Health First for Impressive Gains

 

The steady-growth state necessary for incremental gains in lean muscle and a fitter and stronger physique requires more than simply the willingness to pound down copious amounts of protein, routinely train at high intensities to gain muscle and program the mind with positive thoughts. Crucial though these elements are and always will be,

THERE IS ONE FUNDAMENTAL FACTOR OF IMPORTANCE TO PERFORMING WELL, GAIN MUSCLE AND KEEPING THE BODY IN A CONTINUOUS STATE OF MUSCULAR GROWTH

that’s not only arguably more important than all the others, but is often overlooked by those who would likely benefit most from it (namely, fitness and bodybuilding populations): health and wellbeing.

Not simply the absence of disease and physical and mental weakness, health can more broadly be classified as a state of complete physical, mental and social wellbeing. By prioritizing health, everything we do in life becomes that much easier to navigate. We have more energy to tackle daily tasks, are less susceptible to common illnesses such as colds, flu, headaches and various allergies and are more mentally alert, motivated and committed to goal achievement.

IT STANDS TO REASON, THEN, THAT OUR HEALTH FIRST FOR IMPRESSIVE GAINS ALSO REMAINS A CRUCIAL FACTOR IN ACHIEVING FITNESS SUCCESS.

Indeed, building muscle and optimizing performance in the gym are more readily achieved from a base of excellent health.

We may experience the following when we are physically or mentally compromised (one usually accompanies the other): decreased strength; poor physical output and general performance; reduced recovery; suppressed appetite; less tissue growth. Whether we are looking to gain muscle, get fitter and stronger, have more energy or improve our functional abilities, any or all of the above can make the task a great deal more difficult.

Whether dealing with a suppressed immune system, nutritional imbalance, overwhelming chronic stress levels, symptoms of overtraining or a myriad of other common ailments, the body is forced to rally the bulk of its resources to simply address the problem itself (leaving little room for recovery, growth and energy production) or we may simply feel down in the dumps and not be at our best physically and mentally.

ILL HEALTH MIGHT AFFECT US IN MORE SUBTLE WAYS,

impacting recovery, performance and growth from behind the scenes – for example, the chronic inflammation which so often impedes recovery and muscle growth and which may precede a number of different disease states.

Either way, training and fitness results will invariably suffer regardless of how an illness (or any other kind of affliction, infection or ailment) may manifest itself.
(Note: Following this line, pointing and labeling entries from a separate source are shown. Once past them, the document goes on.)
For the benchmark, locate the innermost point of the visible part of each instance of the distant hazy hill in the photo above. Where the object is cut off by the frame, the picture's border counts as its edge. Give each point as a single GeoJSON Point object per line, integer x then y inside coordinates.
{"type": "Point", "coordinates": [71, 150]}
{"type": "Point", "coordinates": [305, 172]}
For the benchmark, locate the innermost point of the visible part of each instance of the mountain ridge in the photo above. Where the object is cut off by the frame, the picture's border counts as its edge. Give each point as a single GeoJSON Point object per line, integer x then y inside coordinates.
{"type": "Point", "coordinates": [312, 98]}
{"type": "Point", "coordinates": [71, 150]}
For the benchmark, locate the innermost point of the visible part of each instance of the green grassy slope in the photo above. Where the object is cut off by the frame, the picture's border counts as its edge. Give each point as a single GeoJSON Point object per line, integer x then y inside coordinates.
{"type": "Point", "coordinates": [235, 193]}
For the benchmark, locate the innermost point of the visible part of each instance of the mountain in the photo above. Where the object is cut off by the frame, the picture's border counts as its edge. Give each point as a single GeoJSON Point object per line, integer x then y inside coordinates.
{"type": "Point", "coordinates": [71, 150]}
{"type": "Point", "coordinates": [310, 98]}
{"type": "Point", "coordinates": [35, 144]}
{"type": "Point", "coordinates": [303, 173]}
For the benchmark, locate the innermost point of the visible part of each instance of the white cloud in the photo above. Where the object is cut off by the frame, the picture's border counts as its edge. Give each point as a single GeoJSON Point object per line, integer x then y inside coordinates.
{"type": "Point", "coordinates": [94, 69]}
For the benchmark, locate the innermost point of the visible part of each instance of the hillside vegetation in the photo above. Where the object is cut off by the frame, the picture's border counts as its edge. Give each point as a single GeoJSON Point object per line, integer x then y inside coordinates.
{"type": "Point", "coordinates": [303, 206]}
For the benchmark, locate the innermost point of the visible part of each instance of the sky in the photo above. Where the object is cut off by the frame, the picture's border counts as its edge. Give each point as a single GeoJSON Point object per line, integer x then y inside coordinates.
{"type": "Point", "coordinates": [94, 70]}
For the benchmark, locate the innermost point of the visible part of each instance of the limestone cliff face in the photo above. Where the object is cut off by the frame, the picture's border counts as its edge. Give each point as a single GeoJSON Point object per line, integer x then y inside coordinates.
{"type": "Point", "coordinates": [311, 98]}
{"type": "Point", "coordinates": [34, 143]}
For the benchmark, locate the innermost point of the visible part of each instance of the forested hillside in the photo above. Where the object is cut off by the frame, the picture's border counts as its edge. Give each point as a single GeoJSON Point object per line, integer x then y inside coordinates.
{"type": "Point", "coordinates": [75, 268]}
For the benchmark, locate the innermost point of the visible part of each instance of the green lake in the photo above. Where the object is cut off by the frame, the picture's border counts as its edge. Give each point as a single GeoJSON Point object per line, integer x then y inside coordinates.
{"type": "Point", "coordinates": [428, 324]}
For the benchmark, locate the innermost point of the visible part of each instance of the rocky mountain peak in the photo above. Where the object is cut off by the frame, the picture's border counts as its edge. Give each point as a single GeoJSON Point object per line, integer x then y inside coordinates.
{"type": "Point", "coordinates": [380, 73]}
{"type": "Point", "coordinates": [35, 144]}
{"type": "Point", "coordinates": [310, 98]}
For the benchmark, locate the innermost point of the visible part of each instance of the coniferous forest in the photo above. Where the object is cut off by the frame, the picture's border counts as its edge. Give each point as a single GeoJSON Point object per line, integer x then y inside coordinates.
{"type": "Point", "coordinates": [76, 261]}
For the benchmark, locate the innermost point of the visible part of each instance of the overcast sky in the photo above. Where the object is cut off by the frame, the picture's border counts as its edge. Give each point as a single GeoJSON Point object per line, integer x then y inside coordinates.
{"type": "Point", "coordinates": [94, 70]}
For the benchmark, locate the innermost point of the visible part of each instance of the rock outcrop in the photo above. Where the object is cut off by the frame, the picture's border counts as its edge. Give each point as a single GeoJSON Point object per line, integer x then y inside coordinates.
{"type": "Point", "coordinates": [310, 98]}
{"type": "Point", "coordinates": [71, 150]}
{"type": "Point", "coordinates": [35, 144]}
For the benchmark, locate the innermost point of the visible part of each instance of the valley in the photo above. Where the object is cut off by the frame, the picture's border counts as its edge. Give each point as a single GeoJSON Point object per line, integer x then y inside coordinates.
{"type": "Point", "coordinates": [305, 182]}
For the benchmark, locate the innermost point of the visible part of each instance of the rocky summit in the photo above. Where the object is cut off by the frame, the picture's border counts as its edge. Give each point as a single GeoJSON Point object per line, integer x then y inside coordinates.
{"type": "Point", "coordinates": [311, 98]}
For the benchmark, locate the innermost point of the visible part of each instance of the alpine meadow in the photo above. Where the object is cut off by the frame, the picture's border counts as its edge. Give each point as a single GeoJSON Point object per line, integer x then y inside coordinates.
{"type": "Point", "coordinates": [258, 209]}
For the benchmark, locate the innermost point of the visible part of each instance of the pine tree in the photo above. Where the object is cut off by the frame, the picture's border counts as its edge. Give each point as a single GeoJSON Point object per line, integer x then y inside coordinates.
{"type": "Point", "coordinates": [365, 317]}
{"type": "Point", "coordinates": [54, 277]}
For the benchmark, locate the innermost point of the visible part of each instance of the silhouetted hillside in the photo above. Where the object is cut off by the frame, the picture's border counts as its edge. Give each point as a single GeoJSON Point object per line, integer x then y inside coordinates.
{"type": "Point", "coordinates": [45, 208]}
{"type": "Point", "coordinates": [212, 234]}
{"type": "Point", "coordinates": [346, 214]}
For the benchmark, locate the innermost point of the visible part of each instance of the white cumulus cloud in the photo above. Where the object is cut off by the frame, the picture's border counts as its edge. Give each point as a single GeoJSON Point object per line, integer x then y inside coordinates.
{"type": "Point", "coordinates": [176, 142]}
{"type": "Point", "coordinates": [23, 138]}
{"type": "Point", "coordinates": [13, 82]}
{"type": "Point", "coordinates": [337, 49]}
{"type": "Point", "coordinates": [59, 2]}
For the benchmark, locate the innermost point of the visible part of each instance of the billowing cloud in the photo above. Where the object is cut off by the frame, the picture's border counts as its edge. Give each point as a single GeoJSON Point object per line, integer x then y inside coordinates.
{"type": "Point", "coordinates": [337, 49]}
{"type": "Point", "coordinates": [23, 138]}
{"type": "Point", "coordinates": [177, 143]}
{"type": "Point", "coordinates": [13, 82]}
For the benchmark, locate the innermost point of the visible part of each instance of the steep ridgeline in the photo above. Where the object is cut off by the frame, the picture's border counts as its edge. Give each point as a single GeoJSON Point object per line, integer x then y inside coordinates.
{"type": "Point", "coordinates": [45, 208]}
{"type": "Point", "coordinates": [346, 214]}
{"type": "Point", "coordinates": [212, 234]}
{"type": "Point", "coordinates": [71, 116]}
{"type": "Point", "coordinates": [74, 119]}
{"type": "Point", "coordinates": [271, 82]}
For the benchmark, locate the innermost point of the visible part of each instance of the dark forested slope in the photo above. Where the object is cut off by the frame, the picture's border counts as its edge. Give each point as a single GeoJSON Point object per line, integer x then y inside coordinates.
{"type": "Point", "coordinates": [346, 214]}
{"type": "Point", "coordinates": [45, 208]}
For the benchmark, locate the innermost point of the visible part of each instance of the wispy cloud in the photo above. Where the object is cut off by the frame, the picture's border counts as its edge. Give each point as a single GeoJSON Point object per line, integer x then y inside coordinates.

So, before focusing your attention on psyching yourself up for that next workout and planning your next mass-building diet, make sure you are also working to optimize your state of health – the one factor which for better or worse, influences everything else.

Below are five important ways to bolster health, gain muscle that’ll in the long run allow you to devote more time and energy to addressing the more glamorous aspects of fitness – namely: building muscle, burning fat and improving athletic performance.

1. Restorative Sleep

All areas of Health First for Impressive Gains can be vastly improved by simply sleeping soundly.

ESPECIALLY BENEFICIAL TO THOSE WANTING TO IMPROVE PHYSICAL FITNESS, A SOLID NIGHT’S SLEEP

(eight or more consecutive hours) makes us more alert, reduces stress (and muscle-depleting cortisol), lowers blood pressure, regulates hormones that affect appetite and fat loss (leading to healthier eating habits and steady weight loss), improves mood and motivation (to give us more workout energy and enthusiasm to achieve our training targets), and, critically for bodybuilders, boosts both testosterone and growth hormone (GH) to enhance muscular growth.16, 25

BY MAINTAINING A GOOD SLEEP SCHEDULE AND CONSISTENTLY GETTING ENOUGH ZZZS,

the body is placed in an anabolic state in which the growth of every bodily tissue is optimized. Unfortunately, sleep is the one health factor people tend to compromise most to gain muscle. Whether we naturally find it difficult to drop off and stay asleep or choose to neglect this crucial part of a balanced fitness lifestyle, the fact remains: health plummets in the absence of sufficient quality shut-eye.

Besides maintaining an effective sleep schedule (by going to bed and waking at the same time each sleep cycle, avoiding stress and high calorie/caffeinated foods and beverages later in the evening and sleeping in a cool, dark room, among many other factors) the best way to sleep soundly on a regular basis is to supplement with LIGHTS OUT SLEEP.

Light Out Sleep

 

Ultra fast-acting, LIGHTS OUT SLEEP is the newest and most effective sleep remedy on today’s market. Containing clinical doses of B6, Valerian Root, L-Theanine, GABA, Chamomile, Passion Flower, Melatonin and 5-HTP, LIGHTS OUT SLEEP improves health and wellbeing via its many sleep-enhancing benefits.21, 23 By optimizing testosterone and growth production while decreasing cortisol while we sleep, it’s also perfect for those seeking ongoing lean muscle gains.

2. Gratitude/Positive Thinking to Gain Muscle

Both gratitude and optimism are proven ways in which to enhance health, wellbeing and happiness. It’s been determined that by practicing gratitude (thankfulness, appreciation and a willingness to respond in kind) a person is more likely to be less stressed and depressed while enjoying higher self-esteem and enhanced coping skills.8, 13 Gratitude can also reduce toxic emotions – from resentment, bitterness and regret to envy and frustration. Closely related to gratitude, optimism plays a major role in the prevention of chronic diseases and immune dysfunction and is another factor that is guaranteed to significantly increase one’s quality of life.10, 14, 15, 19  

By having an optimistic (or inherently positive) outlook on life we literally program the body to be more resilient to illness and disease. By

“SEEING THE GLASS AS HALF FULL”- WE CAN DRIVE OUT THE NEGATIVE

ruminative thinking which so often leads to chronic stress and, as a result, we may offset stress-related diseases such as high blood pressure, heart disease and depression – to name but three.3

In short, being more grateful and optimistic means we are likelier to be happier and more content – states which may, in and of themselves, lead to a healthier life. While the ever-ebullient among us appear to be born happy, most people feel down from time to time. Then there are the perennial pessimists who, by all appearances, tend to exist in a chronic state of despair and despondency.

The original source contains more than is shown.